Utility Modules

We also included a few functionalities that are often used for copula-based trading strategies in the copula_approach module listed below:

  1. Empirical cumulative distribution function (ECDF) with linear interpolation.

  2. Quick pairs selection using Kendall’s \(\tau\), Spearman’s \(\rho\) and Euclidean distance (for normalized prices).

ECDF

ECDF by its name, is a non-parametric estimation on a random variables cumulative distribution function. CDF maps a datapoint to its quantile in \([0, 1]\). If a CDF is chosen correctly, the data after mapping should be distributed uniformly in \([0, 1]\).

In literatures the ECDF is generally constructed from a dataset \(\mathbf{x} = (x_1, x_2, \dots x_n)\) as

\[\hat{F^{-1}}(t) := \frac{1}{n} ||\{ x_i: x_i \le t \}||, \quad t \in \mathbb{R},\]

where \(|| \cdot ||\) is the cardinality, or the number of elements in the set for a finite set.

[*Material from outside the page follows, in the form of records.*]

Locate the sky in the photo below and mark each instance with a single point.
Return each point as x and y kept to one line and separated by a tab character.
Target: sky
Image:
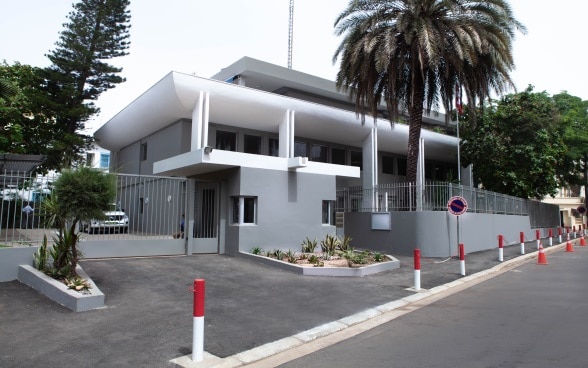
201	37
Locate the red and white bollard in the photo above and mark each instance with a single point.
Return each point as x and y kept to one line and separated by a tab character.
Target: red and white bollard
461	260
500	248
198	333
417	269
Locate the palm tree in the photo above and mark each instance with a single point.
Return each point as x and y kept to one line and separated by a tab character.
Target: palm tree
412	54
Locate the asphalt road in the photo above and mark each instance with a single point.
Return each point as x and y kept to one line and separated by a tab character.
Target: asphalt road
148	316
531	316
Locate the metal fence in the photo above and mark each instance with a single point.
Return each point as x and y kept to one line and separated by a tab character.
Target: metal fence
434	196
153	205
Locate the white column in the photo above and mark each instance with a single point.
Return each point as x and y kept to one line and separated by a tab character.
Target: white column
200	116
370	168
420	176
287	135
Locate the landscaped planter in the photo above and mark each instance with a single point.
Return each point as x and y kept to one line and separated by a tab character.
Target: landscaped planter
356	271
59	292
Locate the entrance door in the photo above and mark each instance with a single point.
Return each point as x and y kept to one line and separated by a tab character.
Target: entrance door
206	217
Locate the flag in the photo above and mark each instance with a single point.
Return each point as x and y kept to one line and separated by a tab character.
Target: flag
458	102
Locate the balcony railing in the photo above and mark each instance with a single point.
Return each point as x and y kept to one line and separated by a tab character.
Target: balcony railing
434	196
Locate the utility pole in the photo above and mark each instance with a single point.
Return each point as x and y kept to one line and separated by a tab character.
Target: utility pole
290	34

This is implemented already in ECDF() from statsmodels.distributions.empirical_distribution.

Comments

Note that the approach above is a step function. Suppose we train an ECDF on some training data, for example \(\mathbf{x}_{train} = (0, 1, 3, 2, 4)\), then \(\hat{F^{-1}}(0) = \hat{F^{-1}}(0.99) = 0.2\), and \(\hat{F^{-1}}(-0.01) = 0\). This might cause issues if the data set is not large enough, and particularly troublesome where there is not enough datapoints at certain regions of the distribution. When working with copula-based strategies one essentially aims to capture relative mispricings, which is sparse in nature. Moreover, the original ECDF may yield 0 and/or 1, which will be considered edge cases for some copula calculations and we generally want to avoid it by mapping \([0, 1]\) back to \([\varepsilon, 1-\varepsilon]\) for some small positive number \(\varepsilon\).

Note

No, we are not being lazy here. Yes, we can technically adjust the calculations to allow infinities, but what if the infinity shows up when one uses a max likelihood fit? With real world data this happens more often than one might expect.

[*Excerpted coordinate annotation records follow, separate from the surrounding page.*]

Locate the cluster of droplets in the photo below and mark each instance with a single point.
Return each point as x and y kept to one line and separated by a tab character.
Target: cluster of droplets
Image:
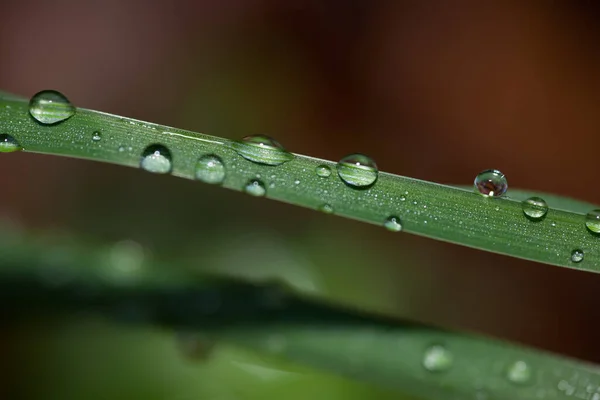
492	183
438	358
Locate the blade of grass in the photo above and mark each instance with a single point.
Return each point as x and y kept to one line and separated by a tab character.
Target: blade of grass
42	276
425	208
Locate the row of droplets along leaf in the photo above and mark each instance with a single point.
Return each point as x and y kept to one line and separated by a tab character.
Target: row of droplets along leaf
493	183
357	171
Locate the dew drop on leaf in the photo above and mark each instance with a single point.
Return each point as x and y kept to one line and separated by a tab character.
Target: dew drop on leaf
491	183
592	221
577	255
323	171
357	170
393	224
210	169
326	208
255	187
262	149
156	158
519	372
50	107
9	144
437	359
534	208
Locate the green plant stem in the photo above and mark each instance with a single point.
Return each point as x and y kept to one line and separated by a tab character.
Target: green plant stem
272	320
425	208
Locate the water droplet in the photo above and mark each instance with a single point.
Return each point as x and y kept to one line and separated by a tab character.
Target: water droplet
437	359
592	221
326	208
210	169
50	107
323	171
262	149
577	256
535	208
519	372
393	224
357	170
491	183
8	144
156	158
255	187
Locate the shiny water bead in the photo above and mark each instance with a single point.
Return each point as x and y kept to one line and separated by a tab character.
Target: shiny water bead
326	208
255	187
9	144
323	171
262	149
437	359
210	169
357	170
519	372
577	256
592	221
50	107
393	224
156	158
491	183
535	208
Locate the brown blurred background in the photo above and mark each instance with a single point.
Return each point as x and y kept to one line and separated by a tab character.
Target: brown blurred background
434	90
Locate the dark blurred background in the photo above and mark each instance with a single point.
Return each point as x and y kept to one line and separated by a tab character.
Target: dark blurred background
433	90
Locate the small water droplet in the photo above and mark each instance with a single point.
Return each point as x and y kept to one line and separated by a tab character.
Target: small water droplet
323	171
437	359
9	144
156	158
210	169
357	170
50	107
491	183
393	224
255	187
577	256
592	221
262	149
326	208
534	208
519	372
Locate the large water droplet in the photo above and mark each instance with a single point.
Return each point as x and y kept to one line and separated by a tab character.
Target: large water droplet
326	208
262	149
519	372
535	208
210	169
357	170
8	144
437	359
491	183
323	171
50	107
577	255
156	158
393	224
255	187
592	221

Therefore, we built our own ECDF to address the above concerns, and for all places in the module we use our own ECDF constructed by copula_calculation.construct_ecdf_lin().

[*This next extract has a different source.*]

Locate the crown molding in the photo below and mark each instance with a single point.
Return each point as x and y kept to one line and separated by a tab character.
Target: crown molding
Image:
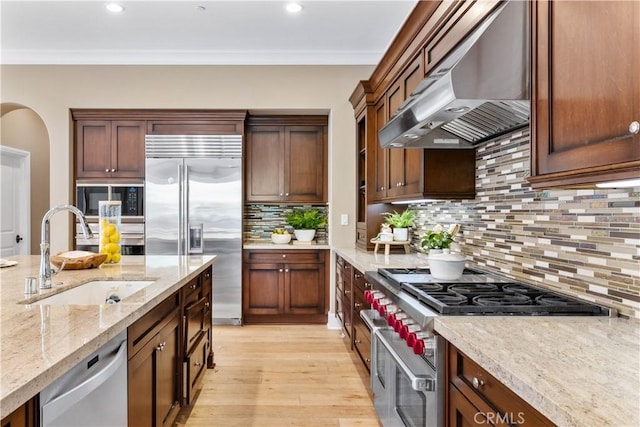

../_images/ecdf_vs_ecdflin.png

The plot of ECDF vs. our ecdf. The max on the training data is \(14\), the min is \(2.2\). We made the \(\varepsilon\) for upper and lower bound much larger on our ecdf for visual effect.

Implementation

Back end module that handles maximum likelihood related copula calculations.

Functions include:

  • Finding (marginal) cumulative distribution function from data.

  • Finding empirical cumulative distribution function from data with linear interpolation.

  • Maximum likelihood estimation of theta_hat (empirical theta) from data.

  • Calculating the sum log-likelihood given a copula and data.

  • Calculating SIC (Schwarz information criterion).

  • Calculating AIC (Akaike information criterion).

  • Calculating HQIC (Hannan-Quinn information criterion).

  • Fitting Student-t Copula.

  • SCAD penalty functions.

  • Adjust weights for mixed copulas for normality.

For more information about the SCAD penalty functions on fitting mixed copulas, please refer to Cai, Z. and Wang, X., 2014. Selection of mixed copula model via penalized likelihood. Journal of the American Statistical Association, 109(506), pp.788-801.

construct_ecdf_lin(train_data: array, upper_bound: float = 0.99999, lower_bound: float = 1e-05) Callable

Construct an empirical cumulative density function with linear interpolation between data points.

The function it returns agrees with the ECDF function from statsmodels in values, but also applies linear interpolation to fill the gap. Features include: Allowing training data to have nan values; Allowing the cumulative density output to have an upper and lower bound, to avoid singularities in some applications with probability 0 or 1.

Parameters:
  • train_data – (np.array) The data to train the output ecdf function.

  • upper_bound – (float) The upper bound value for the returned ecdf function.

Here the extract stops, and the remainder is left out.